In unserem heutigen Verständnis von moderner Musik definieren wir sie als direkten Nachfolger der Spätromantik vertreten durch Wagner und Schönberg. Doch Daniel Gloger wies mich in folgendem Interview auf die überraschend starke Verbindung zwischen neuer Musik und Kirchenmusik hin.
Sie haben mit Kirchenmusik angefangen und sind Countertenor geworden weil sie diese außergewöhnliche Benutzung ihrer Stimme interessiert hat. Wie hat sich bei ihnen die Verbindung von Kirchenmusik zur neuen Musik aufgespannt? Wie sind sie dahin gekommen?
Es war so, dass ich in Stuttgart, damals als ich noch sehr jung war – 17 Jahre alt – einen ganz großartigen Chorleiter hatte. Manfred Schreier, mit den Neuen Vokalsolisten auch in anderen Zusammenhängen musikalisch tätig war. Er war auch Kirchenmusiker. Für ihn fielen zum Beispiel die Musik von Dieter Schnebel oder eben auch neue Musik in der Kirche unter das Genre Kirchenmusik. Auch die Musik Luigi Nonos, von dem man das ohne weiteres vielleicht nicht vermuten würde, dass er dort hin passt. Aber er passt klanglich extrem gut. Manfred Schreier hat immer Programme gemacht, die das gesucht haben und immer diese Verbindungen zwischen Kirchenmusik und neuer Musik hergestellt. Deswegen ist es halt gerade so, das diese historische Musik, die ich gemacht hab, sehr viel krasse Sachen beinhaltet. So die Musica Ficta, Musik von der man gar nicht so richtig weiß, wie man die aufführen soll. Stücke, die man mit reinem Intervallen singt. Auch da existiert ja das Phänomen der Mikrotonalität. Es gibt ja die Mikrotonalität in der alten Musik auch. Sie heißt da nur anders.
Sie meinen die Mikrotonalität, die durch die wohltemperierte Stimmung entstand?
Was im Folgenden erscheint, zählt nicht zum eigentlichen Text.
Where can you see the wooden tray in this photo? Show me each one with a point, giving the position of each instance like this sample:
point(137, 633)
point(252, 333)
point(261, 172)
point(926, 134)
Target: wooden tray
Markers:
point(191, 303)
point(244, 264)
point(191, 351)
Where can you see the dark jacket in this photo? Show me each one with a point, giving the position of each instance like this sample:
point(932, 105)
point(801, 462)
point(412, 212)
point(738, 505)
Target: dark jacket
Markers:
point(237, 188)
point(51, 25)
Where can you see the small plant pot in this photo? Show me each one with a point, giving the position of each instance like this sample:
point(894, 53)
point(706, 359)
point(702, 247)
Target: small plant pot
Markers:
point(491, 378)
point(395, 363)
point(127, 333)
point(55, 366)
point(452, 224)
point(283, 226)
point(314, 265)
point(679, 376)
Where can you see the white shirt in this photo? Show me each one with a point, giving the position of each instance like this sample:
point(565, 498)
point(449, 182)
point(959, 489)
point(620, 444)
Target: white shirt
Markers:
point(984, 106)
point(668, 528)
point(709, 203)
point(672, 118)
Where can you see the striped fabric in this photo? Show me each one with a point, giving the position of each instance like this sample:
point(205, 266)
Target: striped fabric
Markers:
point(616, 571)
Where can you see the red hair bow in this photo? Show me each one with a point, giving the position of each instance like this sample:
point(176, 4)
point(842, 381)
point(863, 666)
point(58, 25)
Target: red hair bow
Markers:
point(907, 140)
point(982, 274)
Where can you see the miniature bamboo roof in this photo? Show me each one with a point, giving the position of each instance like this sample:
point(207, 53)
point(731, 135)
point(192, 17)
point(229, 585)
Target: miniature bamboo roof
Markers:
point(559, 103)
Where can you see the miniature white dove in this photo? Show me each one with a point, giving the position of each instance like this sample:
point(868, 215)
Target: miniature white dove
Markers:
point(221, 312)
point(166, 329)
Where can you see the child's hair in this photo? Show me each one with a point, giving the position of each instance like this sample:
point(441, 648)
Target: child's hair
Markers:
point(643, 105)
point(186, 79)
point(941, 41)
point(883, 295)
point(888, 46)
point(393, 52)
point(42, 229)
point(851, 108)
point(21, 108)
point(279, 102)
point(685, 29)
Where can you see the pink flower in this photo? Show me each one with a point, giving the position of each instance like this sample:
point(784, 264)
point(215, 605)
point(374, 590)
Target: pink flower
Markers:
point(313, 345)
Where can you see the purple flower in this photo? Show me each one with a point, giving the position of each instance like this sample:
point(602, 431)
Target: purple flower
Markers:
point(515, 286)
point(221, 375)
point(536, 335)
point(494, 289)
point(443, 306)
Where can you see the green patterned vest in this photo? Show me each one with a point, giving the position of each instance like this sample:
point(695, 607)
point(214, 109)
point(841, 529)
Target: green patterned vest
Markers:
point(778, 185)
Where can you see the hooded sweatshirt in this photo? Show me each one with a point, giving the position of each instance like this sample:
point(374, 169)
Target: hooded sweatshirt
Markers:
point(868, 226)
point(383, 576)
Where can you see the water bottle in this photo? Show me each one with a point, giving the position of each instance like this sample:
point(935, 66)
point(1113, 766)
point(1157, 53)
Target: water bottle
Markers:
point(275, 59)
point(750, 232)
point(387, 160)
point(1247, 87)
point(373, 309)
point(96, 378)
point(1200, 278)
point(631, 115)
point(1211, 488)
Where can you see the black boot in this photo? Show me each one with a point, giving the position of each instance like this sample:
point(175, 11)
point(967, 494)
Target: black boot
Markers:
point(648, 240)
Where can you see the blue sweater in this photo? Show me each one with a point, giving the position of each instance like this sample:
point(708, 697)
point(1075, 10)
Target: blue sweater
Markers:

Genau. Und das ist ja was, was die Stimme ja auch immer macht. Im Sinfonieorchester spielen letztendlich Bläser in nicht wohltemperierter Stimmung, sondern in der antiken Pentatonik. Aber wir, mit der Stimme, gerade wenn man Musik des 15. und 16. Jahrhunderts singt, total. Und da sind natürlich Mikrotöne. Die Terz und die Septime sind sehr viel tiefer. Das geht schon in Richtung Sechstelton. Auch Zeit wird völlig anders wahr genommen. Es gibt eine Komposition von Kapsberger zum Beispiel, wo ein Lautenbass über einfache Akkorde wirres Zeug in 11, 13, 17 Sechzehntel pro Takt spielt. Völlig frei. Wie im Free Jazz, von der Idee her. Da gibt es für mich unglaublich viele Verbindungen, und dann auch im Klang wie beim Bockstriller. Es gibt so viele klangliche Möglichkeiten, in der Renaissancemusik und im Mittelalter ganz besonders, die in der neuen Musik alle wieder eine Rolle spielen. Sodass eher in der symphonischen Musik, wo das Bürgertum am Werk war, vieles dergleichen reduziert wurde. Da hat man eher gesagt: „So, das müssen jetzt alle nachspielen können.“ Alle Amateure wollten das tun. Drumherum, ganz früher und heute, da gibt es ganz starke Verbindungen.
Die Entwicklung der Mehrstimmigkeit in der frühen Renaissance fing ja auch ohne Takte an.
Total! Und die Musik von Perotin zum Beispiel, die genau so einen Choral hat, in welchem irgendein Wahnsinn in den hohen Stimmen erklingt. Denn ein Taktschema ist da nicht wirklich wahrzunehmen. Insbesondere nicht bei der Uraufführung in Notre-Dame. Wenn Sie sich vorstellen, wie das da geklungen haben mag. Das war einfach ein großes, irres Klangbad im Sinne von einem modernen Rockkonzert. Viel eher, als das, was wir heute mit der historischen Aufführungspraxis verbinden, wo wir eher Lust haben zu sezieren.
Danke für das Interview Herr Gloger.
Fazit: All diese aufgezählten Gemeinsamkeiten alter und neuer Musik stellen eine nachvollziehbare, aber nicht unumstrittene Verbindung zwischen alter und neuer Musik her. Doch bleibt außer Frage, dass zeitgenössische Komponisten sich auch der Ursprünge abendländischer Musik bedienen.
Denn wer von den ersten Beginnen der Polyphonie ausgeht, dem sind heute nahezu keine Grenzen gesetzt und alle Wege zum Beschreiten einer neuen Mehrstimmigkeit offen.